Kiawah’s Abby Welch nameD one of America’s “Top 40 Instructors Under 40” by Golf Digest magazine

40 under 40

Abby Welch, a lead instructor at the resort’s Tommy Cuthbert Golf Learning Center at Turtle Point, was recently named as one of Golf Digest magazine’s “Top 40 Instructors Under 40.” Both a PGA and LPGA certified golf instructor, Welch was the captain of The University of South Carolina Gamecocks’s golf team in college and has been teaching at the resort since 2005. After graduating from USC, she set off to be a PGA certified professional in instruction. Moving to Charleston, she worked as assistant professional at Wild Dunes for three years, prior to sharing her knowledge with guests of Kiawah Island Golf Resort. Routinely requested for women and junior players, Welch gives over 350 private, group and customized lessons a year.

With over seven years of PGA/LPGA teaching experience, Welch helps each student enjoy golf by adjusting to his or her learning style and “teaches backwards.” “We generally begin with putting lessons to build confidence. We then advance to chipping and finish the lesson with full swings,” explains Welch. “Players often become victim to information overload, so I make certain that all lessons are simplified and structured around fun. Golf is, after all, a game.”

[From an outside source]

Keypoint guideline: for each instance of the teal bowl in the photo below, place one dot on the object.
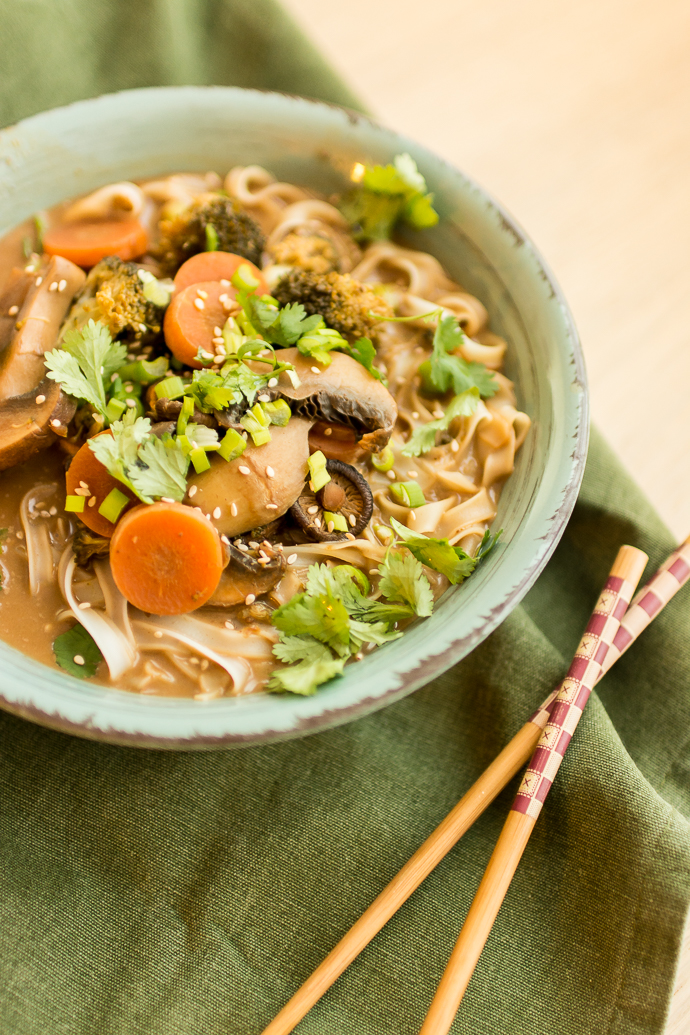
(147, 132)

Welch relies on open discussion about the individual student’s goals, lifestyle and expectations -- leading each lesson with the student discussing then showing off strengths while looking to work on weaknesses. Welch refined her abilities by learning from her peers, taking part in Hank Heney’s PGA Seminar, Rick Jensen’s Mental Seminar and Titleist Club Fitting Seminar.

Abby Teaching

According to Welch, for a student who really wants to adopt the game of golf during a weeklong Kiawah vacation, the ideal situation would be for the student to set aside five days of lessons. “For fully-customized instruction, we’d start with a private one or two-hour lesson,” said Welch. “Then, I like students to step away from instruction and practice on their own later in the afternoon or the next day. The second and third days, they would follow the same routine of lessons for 2 hours and then practicing what was just taught on their own. The last two days would reward her students for the hard work put forth the past three days by taking them out on the course to give a more tangible feel to what they’ve been taught and what they’ve been practicing.” To keep the momentum going and to engrain the skills learned, Welch advises all players to continue working on the points highlighted with their local hometown PGA professional.